Mas Putin não deve ter precisado de muita persuasão para aceitar um convite formal aos EUA para ter a reunião bilateral, que sua equipe há muito tempo considera, como o caminho para a paz na Ucrânia. E outro prazo para sanções na sexta-feira acabou de passar, quase despercebido em meio à confusão sobre o Alasca e acordos territoriais.
Em segundo lugar, Trump afirma que sua visão sobre Putin evoluiu. "Decepcionado", "nojento", "me enrolando" são algumas das últimas frases sobre o líder do Kremlin.

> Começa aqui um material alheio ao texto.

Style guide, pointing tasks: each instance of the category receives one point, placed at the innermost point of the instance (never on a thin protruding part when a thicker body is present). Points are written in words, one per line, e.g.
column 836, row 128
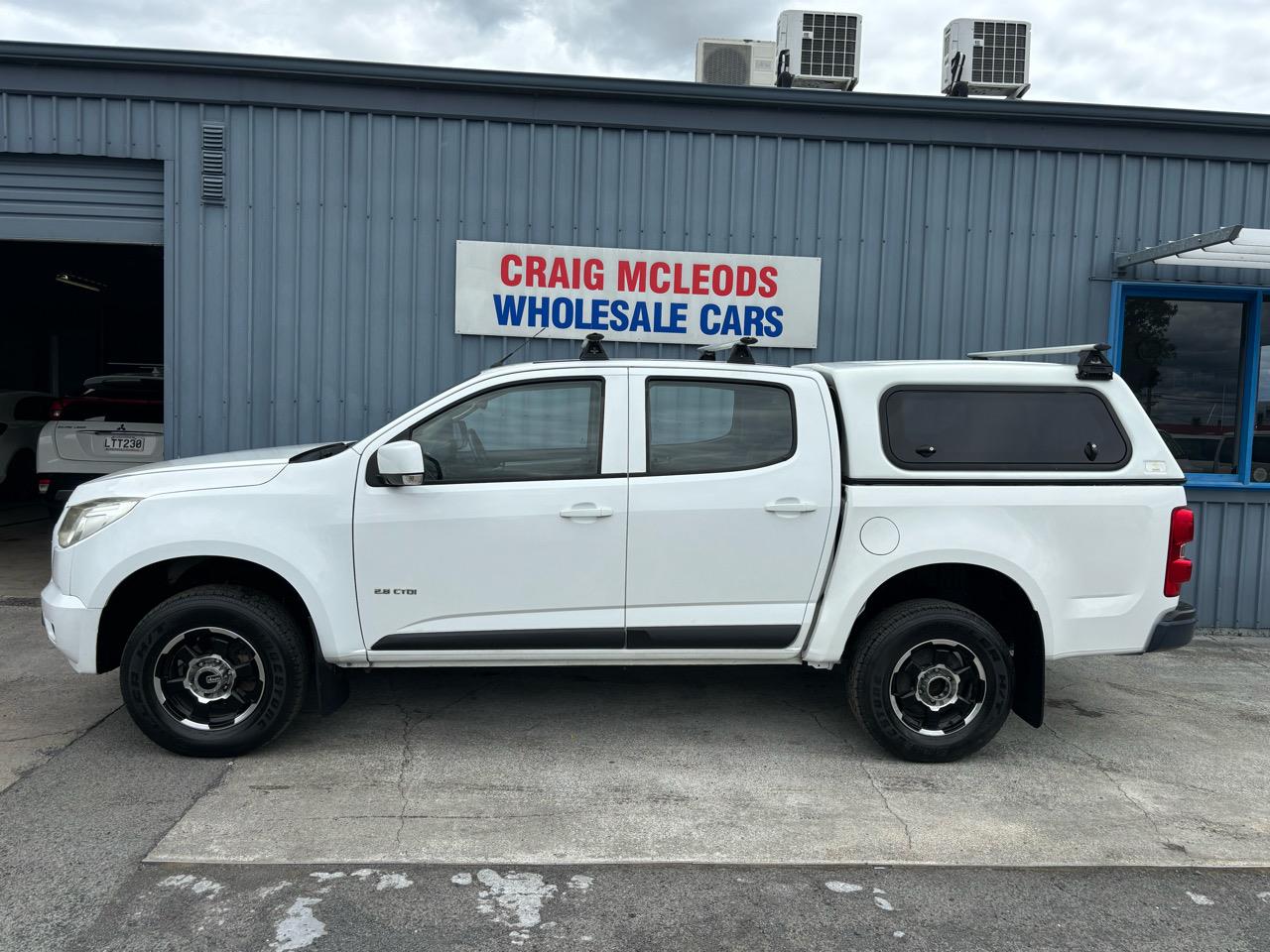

Embora Trump pareça facilmente capaz de se impedir de causar dor genuína a Moscou, permitindo que ameaças e prazos caiam sem efeito ao seu redor, Trump está cercado por aliados e republicanos que o lembrarão de quantas vezes já percorreu esses caminhos antes.
Muita coisa poderia dar certo. Mas o cenário está preparado para algo mais sinistro. Considere a mentalidade de Putin por um momento. A terceira ameaça de sanções de Trump se evaporou, e suas forças estão entrando em um período de ganho estratégico nas linhas de frente. Ele conseguiu seu primeiro convite aos EUA em uma década para falar sobre paz na Ucrânia sem a Ucrânia, discutindo um acordo onde nem precisa lutar para conseguir parte do território restante que deseja.
E tudo isso antes mesmo que o ex-espião da KGB comece a usar a aparente mágica que tem sobre Trump.